So archive.org_bot requests robots.txt where it is disallowed (as well as it's crime partner ia_archiver) then continues to crawl through my site including requests for css and image files. Oh and I forgot to mention, my domain has been excluded (by me) from the Internet Archive since the beginning of time.
|Webmasters: User Agent archive.org_bot is used for our wide crawl of the web. It is designed to respect robots.txt and META robots tags. Read more about Robots.txt. We try to crawl at a pace slow enough to not disrupt normal web activity. You can learn more in the Wayback Machine FAQs. If you notice archive.org_bot behaving badly, please contact us at bot.archive.org |
Yeah right... so now blocked by ip ranges.
This thing has been a PITA for webmasters since it's inception. They've never honored robots.txt, despite what they claim.
Initially, there was a belief that it could be used to document copyright and resolve plagiarism issues, however that don't hold water. There also use to be a disclaimer on their website that they sold data by the terabyte, although that practice was stopped some years back.

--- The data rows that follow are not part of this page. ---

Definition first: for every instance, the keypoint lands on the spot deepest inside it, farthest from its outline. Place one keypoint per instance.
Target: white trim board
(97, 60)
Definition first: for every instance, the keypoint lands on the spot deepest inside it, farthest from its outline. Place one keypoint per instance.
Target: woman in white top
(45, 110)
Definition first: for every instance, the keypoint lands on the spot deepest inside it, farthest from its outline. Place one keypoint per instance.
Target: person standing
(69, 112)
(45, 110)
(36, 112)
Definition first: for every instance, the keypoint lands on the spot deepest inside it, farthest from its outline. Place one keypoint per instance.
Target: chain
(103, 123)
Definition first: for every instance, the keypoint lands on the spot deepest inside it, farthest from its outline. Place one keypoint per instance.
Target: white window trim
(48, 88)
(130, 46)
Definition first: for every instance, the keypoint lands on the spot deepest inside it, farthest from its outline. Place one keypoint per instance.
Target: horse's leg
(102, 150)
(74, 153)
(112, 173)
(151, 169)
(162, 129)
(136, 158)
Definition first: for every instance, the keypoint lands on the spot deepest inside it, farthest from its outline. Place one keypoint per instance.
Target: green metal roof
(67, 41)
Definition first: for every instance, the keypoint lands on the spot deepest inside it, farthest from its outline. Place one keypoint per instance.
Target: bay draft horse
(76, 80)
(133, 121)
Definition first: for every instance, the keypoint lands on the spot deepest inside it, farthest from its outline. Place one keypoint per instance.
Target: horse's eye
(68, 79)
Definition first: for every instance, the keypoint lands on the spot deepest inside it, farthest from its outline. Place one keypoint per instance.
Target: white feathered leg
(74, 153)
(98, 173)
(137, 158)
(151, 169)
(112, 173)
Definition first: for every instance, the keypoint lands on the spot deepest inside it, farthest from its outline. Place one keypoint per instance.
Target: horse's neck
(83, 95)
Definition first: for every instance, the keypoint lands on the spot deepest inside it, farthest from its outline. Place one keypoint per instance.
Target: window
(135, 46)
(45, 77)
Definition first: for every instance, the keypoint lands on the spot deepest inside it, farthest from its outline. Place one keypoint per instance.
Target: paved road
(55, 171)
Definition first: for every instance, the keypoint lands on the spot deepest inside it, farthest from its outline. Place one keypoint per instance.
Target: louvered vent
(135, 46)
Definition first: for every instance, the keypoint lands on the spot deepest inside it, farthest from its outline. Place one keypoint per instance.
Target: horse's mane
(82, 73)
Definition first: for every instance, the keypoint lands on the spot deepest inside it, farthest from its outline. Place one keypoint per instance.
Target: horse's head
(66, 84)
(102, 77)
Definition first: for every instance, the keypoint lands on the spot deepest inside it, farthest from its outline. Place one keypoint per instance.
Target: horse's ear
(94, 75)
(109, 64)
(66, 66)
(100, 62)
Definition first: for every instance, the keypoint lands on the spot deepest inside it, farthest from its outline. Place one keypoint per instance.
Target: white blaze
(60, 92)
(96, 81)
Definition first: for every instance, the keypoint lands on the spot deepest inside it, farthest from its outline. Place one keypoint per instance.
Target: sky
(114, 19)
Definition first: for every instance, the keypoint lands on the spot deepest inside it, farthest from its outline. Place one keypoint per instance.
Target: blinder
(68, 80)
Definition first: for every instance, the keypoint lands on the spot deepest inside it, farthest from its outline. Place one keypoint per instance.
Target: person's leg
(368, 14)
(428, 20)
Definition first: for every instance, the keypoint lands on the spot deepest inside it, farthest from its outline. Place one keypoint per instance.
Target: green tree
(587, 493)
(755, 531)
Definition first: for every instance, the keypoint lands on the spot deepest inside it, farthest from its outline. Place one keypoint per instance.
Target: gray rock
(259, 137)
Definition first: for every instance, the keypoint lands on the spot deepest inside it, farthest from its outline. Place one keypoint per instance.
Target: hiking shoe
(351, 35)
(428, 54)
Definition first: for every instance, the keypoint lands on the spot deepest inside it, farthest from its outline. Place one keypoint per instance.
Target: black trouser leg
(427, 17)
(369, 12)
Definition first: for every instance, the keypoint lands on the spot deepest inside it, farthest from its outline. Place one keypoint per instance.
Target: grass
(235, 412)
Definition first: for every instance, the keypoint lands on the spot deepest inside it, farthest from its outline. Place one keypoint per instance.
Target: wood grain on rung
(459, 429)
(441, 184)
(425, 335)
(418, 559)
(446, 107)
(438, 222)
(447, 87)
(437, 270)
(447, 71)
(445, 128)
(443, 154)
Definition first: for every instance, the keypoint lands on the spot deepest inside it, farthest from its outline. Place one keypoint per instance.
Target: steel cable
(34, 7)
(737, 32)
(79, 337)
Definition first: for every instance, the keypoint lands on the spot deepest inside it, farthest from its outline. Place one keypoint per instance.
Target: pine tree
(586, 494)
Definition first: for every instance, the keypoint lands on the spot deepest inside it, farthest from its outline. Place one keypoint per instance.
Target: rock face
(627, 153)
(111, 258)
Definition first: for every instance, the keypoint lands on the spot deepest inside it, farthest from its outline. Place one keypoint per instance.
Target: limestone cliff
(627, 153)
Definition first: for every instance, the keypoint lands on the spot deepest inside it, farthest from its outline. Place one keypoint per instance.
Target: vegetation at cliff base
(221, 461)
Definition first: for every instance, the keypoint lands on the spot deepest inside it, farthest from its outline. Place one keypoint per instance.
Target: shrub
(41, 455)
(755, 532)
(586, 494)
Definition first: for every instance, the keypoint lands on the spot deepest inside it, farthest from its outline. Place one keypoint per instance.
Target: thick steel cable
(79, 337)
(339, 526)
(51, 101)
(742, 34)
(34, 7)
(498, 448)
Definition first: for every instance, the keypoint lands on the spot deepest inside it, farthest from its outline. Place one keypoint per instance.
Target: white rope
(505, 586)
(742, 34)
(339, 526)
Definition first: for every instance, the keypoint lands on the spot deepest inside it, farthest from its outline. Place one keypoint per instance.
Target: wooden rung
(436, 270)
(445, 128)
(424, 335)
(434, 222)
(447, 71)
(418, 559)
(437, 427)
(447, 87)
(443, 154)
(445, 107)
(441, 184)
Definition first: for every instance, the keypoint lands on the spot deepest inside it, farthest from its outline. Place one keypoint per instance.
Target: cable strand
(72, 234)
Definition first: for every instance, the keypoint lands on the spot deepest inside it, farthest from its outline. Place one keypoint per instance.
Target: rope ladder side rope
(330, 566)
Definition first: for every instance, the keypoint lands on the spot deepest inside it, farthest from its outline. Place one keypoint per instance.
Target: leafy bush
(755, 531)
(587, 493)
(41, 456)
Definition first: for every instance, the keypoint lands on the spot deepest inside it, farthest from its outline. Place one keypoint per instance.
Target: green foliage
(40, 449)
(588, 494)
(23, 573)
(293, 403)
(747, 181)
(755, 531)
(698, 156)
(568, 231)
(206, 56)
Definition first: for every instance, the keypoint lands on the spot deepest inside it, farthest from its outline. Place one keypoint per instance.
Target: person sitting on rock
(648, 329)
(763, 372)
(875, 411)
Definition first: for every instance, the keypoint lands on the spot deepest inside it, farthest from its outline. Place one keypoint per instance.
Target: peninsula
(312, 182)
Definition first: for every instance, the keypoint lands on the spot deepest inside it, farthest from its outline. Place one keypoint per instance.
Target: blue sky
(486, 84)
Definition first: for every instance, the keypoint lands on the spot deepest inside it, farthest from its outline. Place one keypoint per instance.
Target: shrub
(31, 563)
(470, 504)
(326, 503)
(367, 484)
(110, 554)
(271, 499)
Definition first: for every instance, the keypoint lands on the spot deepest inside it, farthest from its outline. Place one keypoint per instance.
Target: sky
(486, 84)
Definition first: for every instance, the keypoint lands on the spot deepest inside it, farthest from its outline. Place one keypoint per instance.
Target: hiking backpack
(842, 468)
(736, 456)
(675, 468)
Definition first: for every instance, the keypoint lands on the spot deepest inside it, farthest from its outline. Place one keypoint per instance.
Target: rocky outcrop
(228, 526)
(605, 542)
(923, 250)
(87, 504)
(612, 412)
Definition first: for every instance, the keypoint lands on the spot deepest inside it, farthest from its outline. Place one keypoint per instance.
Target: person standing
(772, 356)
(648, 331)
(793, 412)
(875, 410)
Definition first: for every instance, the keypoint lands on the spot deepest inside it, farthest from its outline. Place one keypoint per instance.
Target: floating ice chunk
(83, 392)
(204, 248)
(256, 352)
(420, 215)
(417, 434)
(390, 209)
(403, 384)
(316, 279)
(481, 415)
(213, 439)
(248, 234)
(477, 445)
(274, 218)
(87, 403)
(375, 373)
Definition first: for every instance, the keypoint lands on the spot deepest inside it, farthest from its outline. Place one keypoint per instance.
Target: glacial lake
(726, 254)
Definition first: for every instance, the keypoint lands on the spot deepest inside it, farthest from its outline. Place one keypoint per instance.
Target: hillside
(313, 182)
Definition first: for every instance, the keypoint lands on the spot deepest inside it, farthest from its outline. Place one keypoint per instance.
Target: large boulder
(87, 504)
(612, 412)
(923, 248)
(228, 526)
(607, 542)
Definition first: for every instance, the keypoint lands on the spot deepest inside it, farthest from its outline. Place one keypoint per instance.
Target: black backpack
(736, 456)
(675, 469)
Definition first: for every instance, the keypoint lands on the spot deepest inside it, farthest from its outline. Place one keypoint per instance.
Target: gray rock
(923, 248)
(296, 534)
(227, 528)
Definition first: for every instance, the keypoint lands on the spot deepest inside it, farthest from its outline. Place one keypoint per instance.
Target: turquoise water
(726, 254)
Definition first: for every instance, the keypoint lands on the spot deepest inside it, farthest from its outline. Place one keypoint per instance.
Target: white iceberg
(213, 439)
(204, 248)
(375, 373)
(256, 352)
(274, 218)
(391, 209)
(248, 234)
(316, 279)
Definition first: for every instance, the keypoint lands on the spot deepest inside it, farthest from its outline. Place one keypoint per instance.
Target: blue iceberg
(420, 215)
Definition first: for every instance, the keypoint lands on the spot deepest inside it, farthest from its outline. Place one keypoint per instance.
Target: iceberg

A decade ago, they used a handful of IP ranges, which I failed to make notation of when adding to my denies.
At one point, I thought it would be sound administrational decision to grant them access.
Unfortunately I couldn't locate all their IP's to remove their "deny access label from my websites and on their website. Over multiple communications, they just couldn't understand, nor did they ever provide all the IP ranges they spider from so that I could remove the denies.
In the end, I'm glad it worked out that way.
There are three major widget websites that get traffic that is leap and bounds times the quantity of all other widget sites. Until a couple a years ago, two of the major widget sites had all their old pages on archive.org, however once the two majors implemented denies, all that old stuff disappeared from public access, which is what the majors intended.
I block the IP ranges more incidentally than specifically, since they are part of larger web farms.
I also block by UA, which catches not only the "legit" ones but chinese fakers as well.
Guess I forgot to mention the IP range was legit, assigned to Internet Archive. At one time their bots obeyed robots.txt, no longer it seems. I did email an abuse report to them. So far no answer.
|Guess I forgot to mention the IP range was legit, assigned to Internet Archive. At one time their bots obeyed robots.txt, no longer it seems. I did email an abuse report to them. So far no answer. |
Unlikely you will get one.
Currently have a long running battle with them... but goodness gracious, it is hard work against deep pockets (check out their political support).
Considering their part of the archival of complete books and/or complete libraries, and using the same high priced scanning machines that Google Books is using?
It is difficult to imagine they have time to communicate and appease a meager webmaster.
That's me :)